Abstract

Radiofrequency ablation (RFA) of atrial fibrillation (AF) using high-power short-duration (HPSD) ablation settings (50W, 10s or up to 90W, 4s) are increasingly common, seeking to maximize resistive rather than conductive heating to limit the risk of esophageal damage. The real-time luminal esophageal temperature (LET) response and the risk of esophageal damage of HPSD are not fully established. To investigate the LET and esophageal risk of HPSD RFA on the posterior LA wall. We ablated the deep inferior pulmonary vein (IPV) in close proximity to the esophagus in 14 pigs, using either Termocool SmartTouch Catheter (HPSD 50W/10s, n=7), or QDOT Catheter (HPSD 90W/4s, n=7). LET was monitored with a 12-sensor CIRCA probe. RFA was delivered in the IPV in apposition with the esophagus as verified on 3D maps.
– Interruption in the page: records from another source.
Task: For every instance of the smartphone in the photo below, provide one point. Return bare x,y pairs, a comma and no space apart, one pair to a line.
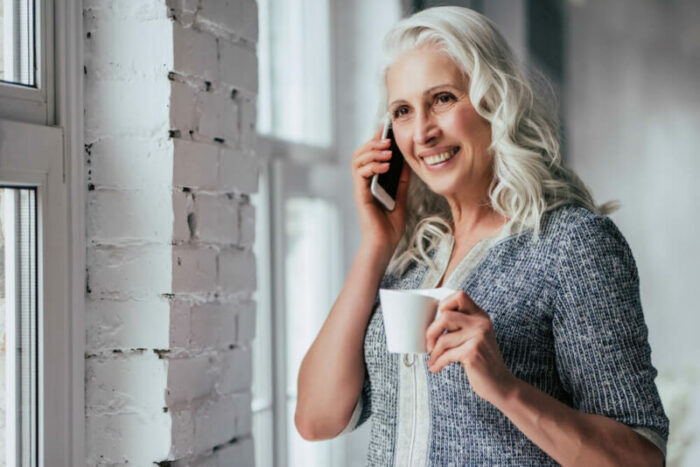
385,185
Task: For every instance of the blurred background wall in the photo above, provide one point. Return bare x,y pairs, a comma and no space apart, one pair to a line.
632,111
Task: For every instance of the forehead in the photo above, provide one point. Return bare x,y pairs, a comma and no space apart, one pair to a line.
418,69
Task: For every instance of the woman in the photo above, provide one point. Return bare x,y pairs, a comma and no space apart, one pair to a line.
541,356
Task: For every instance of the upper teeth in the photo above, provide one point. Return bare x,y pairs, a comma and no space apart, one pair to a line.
440,157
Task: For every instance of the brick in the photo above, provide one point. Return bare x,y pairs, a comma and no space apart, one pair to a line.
237,16
182,433
217,218
183,104
125,384
238,65
183,206
218,116
249,134
238,171
194,269
213,325
190,378
132,439
126,58
236,371
246,226
237,270
195,53
130,162
238,454
136,271
144,10
127,324
219,421
195,164
179,325
148,218
126,108
247,316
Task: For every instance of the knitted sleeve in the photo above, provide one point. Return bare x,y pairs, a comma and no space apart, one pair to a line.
363,407
601,340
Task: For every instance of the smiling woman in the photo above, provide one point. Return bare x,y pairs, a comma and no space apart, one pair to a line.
541,355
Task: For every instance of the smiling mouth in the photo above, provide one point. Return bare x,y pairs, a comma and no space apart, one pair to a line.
440,158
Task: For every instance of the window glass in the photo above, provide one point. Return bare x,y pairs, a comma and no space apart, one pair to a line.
312,249
17,42
294,100
18,325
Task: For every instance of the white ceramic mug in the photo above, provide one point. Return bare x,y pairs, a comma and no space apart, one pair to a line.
407,315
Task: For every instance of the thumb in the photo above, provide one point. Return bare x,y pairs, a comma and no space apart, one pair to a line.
402,192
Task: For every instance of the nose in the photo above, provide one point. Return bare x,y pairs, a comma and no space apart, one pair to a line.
426,129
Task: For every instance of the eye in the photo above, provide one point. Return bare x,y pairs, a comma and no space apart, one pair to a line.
397,112
444,97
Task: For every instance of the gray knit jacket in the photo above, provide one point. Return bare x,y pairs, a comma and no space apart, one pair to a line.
567,315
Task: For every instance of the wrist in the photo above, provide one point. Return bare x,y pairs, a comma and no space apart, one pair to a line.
509,394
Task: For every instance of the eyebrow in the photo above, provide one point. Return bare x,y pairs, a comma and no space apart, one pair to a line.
427,91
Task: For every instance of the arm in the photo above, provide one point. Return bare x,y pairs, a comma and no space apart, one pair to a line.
572,437
332,372
602,357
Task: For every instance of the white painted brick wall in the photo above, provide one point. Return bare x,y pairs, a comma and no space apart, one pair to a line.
170,110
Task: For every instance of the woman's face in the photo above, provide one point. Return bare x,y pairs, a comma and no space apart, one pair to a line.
432,115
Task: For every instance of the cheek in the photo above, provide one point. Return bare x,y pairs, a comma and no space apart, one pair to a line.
473,126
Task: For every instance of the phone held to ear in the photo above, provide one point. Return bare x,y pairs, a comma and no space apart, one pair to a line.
385,185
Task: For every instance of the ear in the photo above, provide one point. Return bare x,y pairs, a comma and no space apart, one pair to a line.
484,105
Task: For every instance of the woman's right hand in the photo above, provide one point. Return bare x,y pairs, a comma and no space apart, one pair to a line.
380,228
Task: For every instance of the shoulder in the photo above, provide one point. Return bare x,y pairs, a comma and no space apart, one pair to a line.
590,245
576,226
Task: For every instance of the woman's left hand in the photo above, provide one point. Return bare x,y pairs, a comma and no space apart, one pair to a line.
471,341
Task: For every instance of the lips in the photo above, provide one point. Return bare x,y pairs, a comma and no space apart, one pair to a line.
442,164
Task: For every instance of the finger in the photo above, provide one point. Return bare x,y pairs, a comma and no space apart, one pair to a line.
377,155
378,133
402,192
446,321
467,326
444,343
458,301
372,168
452,355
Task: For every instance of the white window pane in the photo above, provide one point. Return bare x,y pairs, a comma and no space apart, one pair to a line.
18,312
311,269
17,58
263,430
295,71
262,344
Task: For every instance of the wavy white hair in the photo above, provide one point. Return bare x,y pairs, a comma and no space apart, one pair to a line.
529,178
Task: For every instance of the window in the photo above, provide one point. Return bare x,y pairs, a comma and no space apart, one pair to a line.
26,59
17,63
18,322
43,355
298,241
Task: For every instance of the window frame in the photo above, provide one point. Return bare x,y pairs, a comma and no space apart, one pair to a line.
35,104
33,152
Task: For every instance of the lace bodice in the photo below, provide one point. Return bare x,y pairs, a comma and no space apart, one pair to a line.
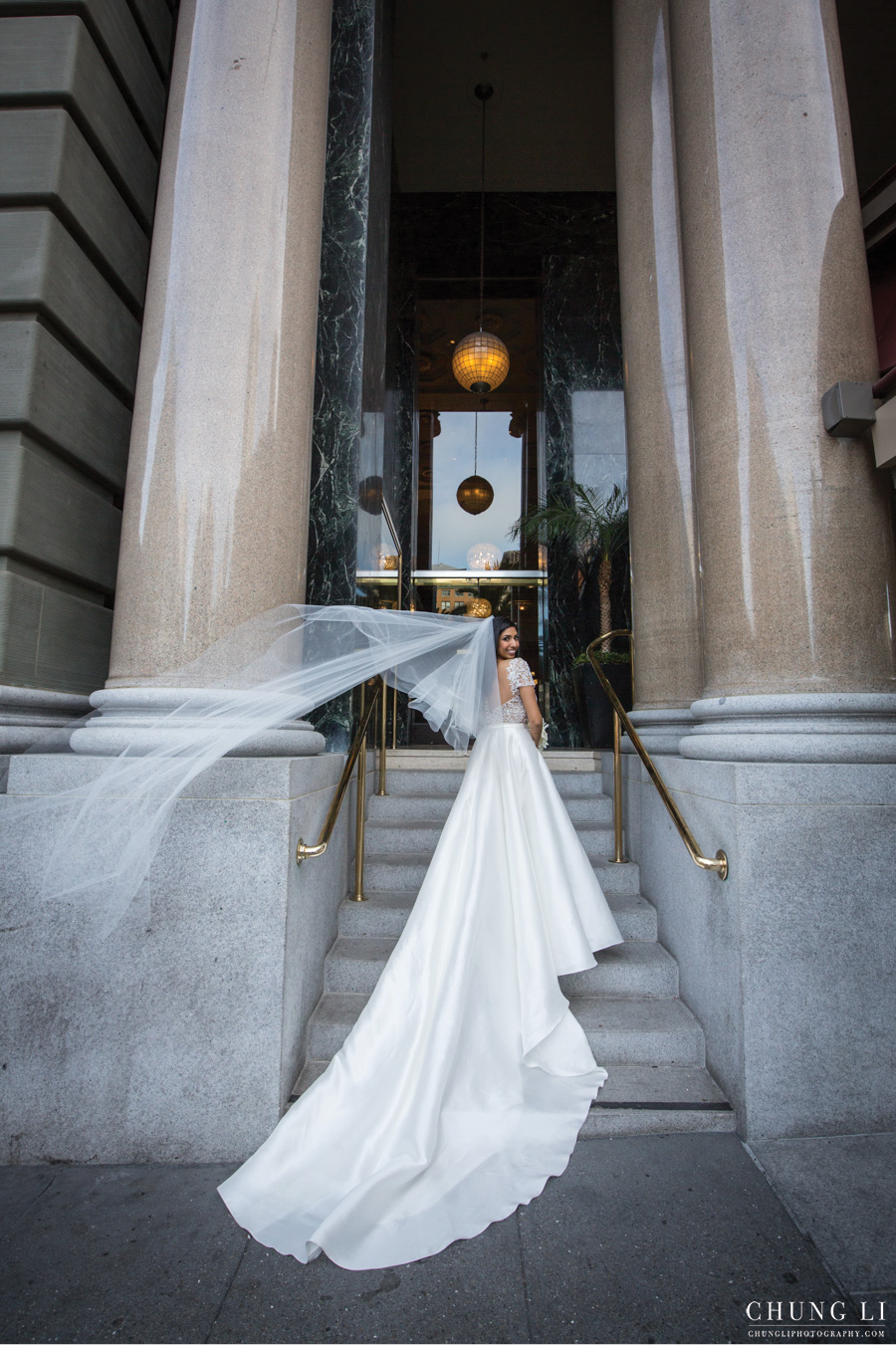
518,674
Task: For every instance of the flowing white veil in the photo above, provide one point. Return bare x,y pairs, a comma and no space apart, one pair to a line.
102,836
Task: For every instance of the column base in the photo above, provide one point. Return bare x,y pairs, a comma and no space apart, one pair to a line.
29,715
137,719
849,728
659,731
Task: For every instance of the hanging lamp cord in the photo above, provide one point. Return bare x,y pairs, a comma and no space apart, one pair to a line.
482,218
We collected LET, ablation parameters; endoscopy, macro- and microscopic examination of the esophagus. In 3 pigs in each group, survival was prolonged 1 month for chronic characterization of esophageal lesions. Total energy delivered (90W/4s vs. 50W/10s) was higher in QDOT group (60.8±18.8W vs. 48.9±0.1W, p<0.005), as was the peak temperature at ablation catheter tip (51.2±3.1°C vs. 25.3±2.8°C, p<0.005). Peak LET was lower in the 90W/4s group than in the 50W/10s group, (38.7±1.5°C vs. 40.5±3.1°C, p<0.005). Temperatures >40°C were reached in 14/90 90W/4s ablations vs 43/94 in 50W/10s ablations (p<0.001). Acute esophageal lesions were found in all pigs. In the 90W/4s group, acute lesions involved affecting outer muscularis layer in 4/4 and up to submucosa in 1/4. However, no chronic lesions were identified in 3/3. In the 50W/10s group: 4/4 acute lesions involved entire muscularis layer into the submucosa, and reaching the mucosa in 2. Chronic lesions were found in only 1 on pig in the 50W/10s group – complete muscularis layer replacement with scar (with submucosal inflammation). All lesions occurred after high LETs. (Figure) HPSD 50W/10s can create high LET and significant acute and chronic esophageal damage. QDOT catheter at 90W/4s leads to lower peak LETs, can lead to acute lesions but no chronic esophageal damage. LET can be used to monitor risk of esophageal damage in both HPSD protocols.